Amazon S3 Connector

Amazon S3 or Amazon Simple Storage Service is a service offered by Amazon Web Services that provides object storage through a web service interface. Amazon S3 uses the same scalable storage infrastructure that Amazon.com uses to run its global e-commerce network.

More Info on Amazon Web Service


Authentication Connection

Authentication connectors are used to authenticate repository/output connections that need certain authentication fields like access tokens or refresh tokens. Click here for more information on setting up authentication connections.

Configuration

  • Name: Unique name for this auth connector.

  • Client ID: The Access Key to connect to the client. For more information about AWS Access Keys, please visit this link.

  • Client Secret: The Secret key associated with the above Access Key.

  • S3 Region: The AWS Region where your instance is located, It will be in the AWS console. default is us-east-1

  • End Point: If using Amazon Glacier, set your instances' url here. It will override the region.

  • Connection Timeout: Set the connection timeout. Higher values may be needed when moving large files.

Tip:  INSTALLED AWS CREDENTIALS
If you leave the Client ID and Client Secret empty, 3Sixty will attempt to authenticate with your installed AWS credentials

Proxy Information

This tab is for if you're connecting through a proxy, and is optional.

  • Proxy User: The proxy user to use. (Optional)

  • Proxy Password: The password for the proxy user. (leave blank if no proxy)

  • Proxy Protocol: The HTTP(S) Protocol to use to connect to the proxy.

  • Full Proxy Url: The Proxy Host (leave blank if no proxy).

  • Proxy Port: The port to connect to on the proxy. (Optional)

  • Proxy Domain: The Domain for the proxy.

  • Proxy Workstation: The workstation to use.


Integration Connection

Most Integration Connections can act in both repository (read) and output (write) modes. If it can't, it will not appear as an option when creating or editing a job. This connection can only be used as a repository connection. Click here for more information on setting up an integration connection.

Configuration

  • Description: Description for this connection

  • Authentication Connection: Your Amazon Auth connector


Job Configuration

Specification Tab: S3 Folders (Repo)

  • List of S3 Keys: A comma delimited keys of s3 keys (folders) to crawl.

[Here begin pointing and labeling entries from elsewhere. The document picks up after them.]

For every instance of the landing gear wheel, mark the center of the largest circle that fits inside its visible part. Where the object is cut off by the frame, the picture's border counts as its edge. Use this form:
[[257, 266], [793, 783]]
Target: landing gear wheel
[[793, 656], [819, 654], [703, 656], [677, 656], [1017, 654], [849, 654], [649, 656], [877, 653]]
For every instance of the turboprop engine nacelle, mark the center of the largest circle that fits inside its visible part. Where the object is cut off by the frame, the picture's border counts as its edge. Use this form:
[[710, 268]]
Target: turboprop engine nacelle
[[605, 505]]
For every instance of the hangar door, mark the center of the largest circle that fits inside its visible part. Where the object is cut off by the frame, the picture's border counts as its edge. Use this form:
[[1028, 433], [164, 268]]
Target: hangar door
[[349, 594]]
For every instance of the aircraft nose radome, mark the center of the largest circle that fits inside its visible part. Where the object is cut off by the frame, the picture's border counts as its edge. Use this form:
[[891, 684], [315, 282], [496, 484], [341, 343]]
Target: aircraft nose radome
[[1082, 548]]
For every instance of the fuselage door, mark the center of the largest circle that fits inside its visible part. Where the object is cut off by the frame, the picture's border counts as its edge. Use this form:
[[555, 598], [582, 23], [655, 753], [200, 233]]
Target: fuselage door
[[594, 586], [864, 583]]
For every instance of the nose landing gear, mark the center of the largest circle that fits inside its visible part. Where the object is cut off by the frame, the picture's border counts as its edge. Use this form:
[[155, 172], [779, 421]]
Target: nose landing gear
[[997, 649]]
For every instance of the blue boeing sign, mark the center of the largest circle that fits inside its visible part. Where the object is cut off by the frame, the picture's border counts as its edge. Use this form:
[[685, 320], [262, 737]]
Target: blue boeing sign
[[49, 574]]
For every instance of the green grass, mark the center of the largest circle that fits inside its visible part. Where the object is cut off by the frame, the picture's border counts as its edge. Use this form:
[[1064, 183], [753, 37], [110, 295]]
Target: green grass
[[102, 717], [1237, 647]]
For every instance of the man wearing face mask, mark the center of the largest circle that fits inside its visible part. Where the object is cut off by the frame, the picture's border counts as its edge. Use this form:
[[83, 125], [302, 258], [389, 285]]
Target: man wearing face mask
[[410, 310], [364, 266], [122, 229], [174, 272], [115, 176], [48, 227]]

  • Bucket Name: The bucket where the keys are located

  • Metadata is stored is separate files with the suffix .metadata.properties.xml: If this box isn't checked metadata will not be stored.

  • Retrieve File Tags: File tags will be added as metadata with prefix "tag."

  • Max Connections: The maximum number of connections to S3 allowed. Increasing this number will result in faster transfers.

Specification Tab: S3 Basic Configuration (Output)

Tip:  There are no actual folders in S3. All files in S3 have a "key", which includes their entire path. The folder path and bucket properties simply prepend these values to each files' keys

  • Output Folder Path: Output folder key. Will be prepended to all document parent paths to make keys.

  • Bucket Name: The bucket name that will be prepended to all keys.

  • Includes Unmapped Properties: Will apply all metadata on the document without mapping

  • Use GZip: Sets whether gzip decompression should be used when receiving HTTP responses.

  • Do not generate XML when Outputting to S3: Like the BFS Connector, the S3 Connector outputs metadata as separate files in the for of [filename].metadata.properties.xml. Check this box if you wish for it to only output files.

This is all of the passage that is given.